Glycinamide hydrochloride and serine methyl ester hydrochloride were purchased from Watanabe Chemical Industry Co, Ltd. (Hiroshima, Japan). Acryloyl chloride, hydrochloric acid (12 M), potassium carbonate, sodium hydroxide, diethyl ether, methanol, ethanol, tetramethylsilane (TMS), ammonium persulfate (APS), sodium trimethylsilyl propane sulfonate (DSS), N,N-diisopropylethylamine (DIPEA), dichloromethane (DCM), and anhydrous sodium sulfate (Na2SO4) were purchased from Nacalai Tesque, Inc. (Kyoto, Japan). Deuterium oxide (D2O), 25% glutaraldehyde solution, and Wako Gel® FC-40 were purchased from FUJIFILM Wako Pure Chemical, Co. (Osaka, Japan). Deuterated dimethyl sulfoxide (DMSO-d6) was purchased from Cambridge Isotope Laboratories, Inc. (Tewksbury, MA, USA). Polyethylene glycol diacrylate (PEGDA) was purchased from Tokyo Chemical Industry Co. (Tokyo, Japan) and dialysis membrane (MWCO: 25,000 Da) from Funakoshi Co. (Tokyo, Japan). The glass plates (76 mm × 52 mm) were obtained from Matsunami Glass Industry Co., Ltd. (Osaka, Japan). Glass plates were hydrophobically treated with Siliconize L-25 (Fuji Systems Co., Tokyo, Japan) before use. Silicone rubber plates (1 mm) were obtained from As One Co. (Osaka, Japan). All the reagents were used without further purification.

4.2. Measurements

The 1H-NMR spectra were measured using a JEOL JNM-ECA500 (JEOL Resonance Co., Ltd., Tokyo, Japan) spectrometer (500 MHz). Transmittance of the polymer solution (1 wt %) was recorded at 700 nm using a JASCO V650ST UV–visible spectrophotometer (JASCO Ltd., Tokyo, Japan). The heating and cooling rate was 0.5 °C/min. The rheological properties of the hydrogels were evaluated using Discover HR-1 (TA Instruments Inc., New Castle, DE, USA) with a Peltier device for temperature control. A solvent trap was used during all measurements to minimize evaporation. The measurement was performed at 4 °C (constant strain: 1%) using a parallel plate (diameter: 20 mm) and the gap was adjusted to approximately 400 μm to ensure that the geometry was filled. Tensile tests of the hydrogels were conducted using a Shimadzu EZ Graph compact tabletop tester (Shimadzu Co., Kyoto, Japan) with a screw-type flat gripper for test fixtures. The hydrogels were prepared using a No. 7 dumbbell-shaped punching blade mold, manufactured by Kobunshi Keiki Co., Ltd. (Kyoto, Japan) (JIS K 6251-7 (ISO37-4)). A tensile speed of 35 mm/min was used for the tensile testing. The cooled hydrogels (4 °C) were used for the tensile tests. The average breaking strength, elongation at break, and Young’s modulus were calculated from the strain–stress curves (N = 3). The surface morphology of the hydrogels was evaluated using field-emission scanning electron microscopy (FE-SEM (SU8020), Hitachi High-Technologies Co, Tokyo, Japan). Samples were freeze-dried from 4 °C and attached to a grid. The measurement was performed at an acceleration voltage of 1 kV.
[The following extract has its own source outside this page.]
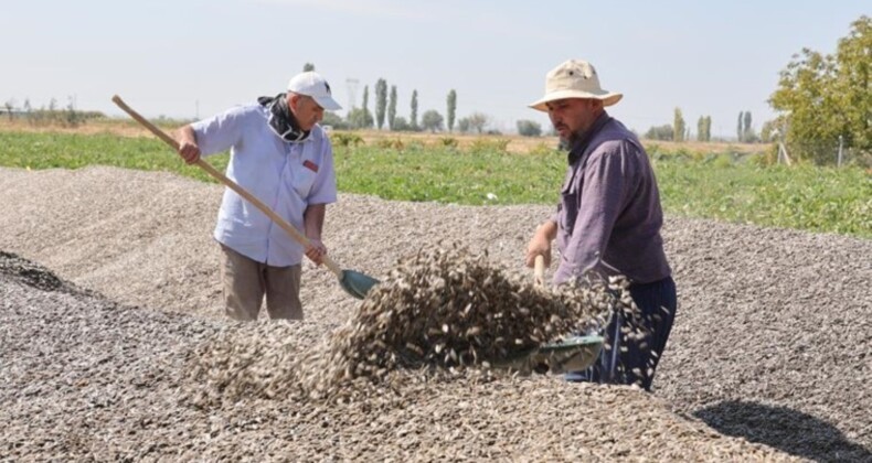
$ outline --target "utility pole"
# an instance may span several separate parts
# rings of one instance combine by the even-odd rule
[[[358,84],[360,80],[355,78],[347,78],[345,85],[348,85],[348,110],[351,112],[352,109],[357,108],[357,94],[358,94]]]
4.3. Synthesis of N-Acryloyl Glycinamide (NAGAm) and N-Acryloyl Serine Methyl Ester (NASMe)

N-acryloyl glycinamide (NAGAm) and N-acryloyl serine methyl ester (NASMe) were synthesized following the method used in our previous paper (detailed procedure, see Supplementary Materials and Scheme S1) [43,45]. The chemical structures were confirmed using 1H-NMR spectroscopy (Figures S1 and S2).
1H-NMR (NAGAm, DMSO-d6, TMS): δ 3.72 ppm (2H, –NHCH2CO–), 5.6 ppm (1H, vinyl (cis), CH2=CH–), 6.1 ppm (1H, vinyl (trans), CH2=CH–), 6.3 ppm (1H, vinyl, CH2=CH–), 7.0–7.5 ppm (2H, –CONH2), 8.33 ppm (1H, –NHCH2CO–).
1H-NMR (NASMe, DMSO-d6, TMS): δ 3.65 ppm (3H, –COOCH3), 3.73 ppm (2H, -CH2OH), 4.44 ppm (1H, –COCHNH–), 5.1 ppm (1H, –CH2OH), 5.62 ppm (1H, vinyl (cis), CH2=CH–), 6.1 ppm (1H, vinyl (trans), CH2=CH–), 6.4 ppm (1H, vinyl, CH2=CH–), 8.47 ppm (1H, –NHCH2CO–).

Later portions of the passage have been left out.